Assume that I want to write a blogging app. Should I prefer one of the following two options? I would prefer to have as much "single source of truth" as possible, but I am still not sure whether that preference comes from my background in SQL.
Option 1 (Denormalization):
Posts: {
post_1: {
title: "hello",
body: "hi there!",
uid: "user_1",
comments: {
comment_1: {
body: "hi I commented",
uid: "user_2",
},
comment_2: {
body: "bye I commented",
uid: "user_2",
},
}
}
}
Users: {
user_1: {
uid: "user_1",
post_1: {
title: "hello",
body: "hi there!",
uid: "user_1",
comments: {
comment_1: {
body: "hi I commented",
uid: "user_2",
},
comment_2: {
body: "bye I commented",
uid: "user_2",
},
}
}
}
}
Option 2 (Indexing):
Posts: {
post_1: {
title: "hello",
body: "hi there!",
uid: "user_1",
authorName: "Richard",
comments: {
comment_1: true,
comment_2: true
}
}
}
Users: {
user_1: {
uid: "user_1",
displayName: "Richard",
email: "richard@gmail.com",
posts: {
post_1: true
},
comments: {
comment_1: true,
comment_2: true
}
}
}
Comments: {
comment_1: {
body: "hi I commented",
uid: "user_1",
},
comment_2: {
body: "bye I commented",
uid: "user_1",
},
}
I think I should prefer option 2.
The main problem that I see with option 1 is that there are too many sources for one data. Let's say I want to extend the app so each post belongs to a certain category or tag.
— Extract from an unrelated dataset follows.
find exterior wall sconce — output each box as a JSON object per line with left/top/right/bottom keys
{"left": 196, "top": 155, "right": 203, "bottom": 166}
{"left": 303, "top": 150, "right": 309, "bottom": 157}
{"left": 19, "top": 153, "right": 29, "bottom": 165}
Then, I will have to write a post
object under /categories/category_id
in addition to /posts
and /users/uid
. When the post gets updated, I have to remember to modify the post
object in three different places. If I go with option 2, I don't have this problem because there's only one source for data.
Am I missing anything?
References:
The second option is better because otherwise you would be forcing the user to download all the comments and posts (that can be a lot).
You can check in the documentation here.
And you can handle the duplication doing atomic writes across multiple locations.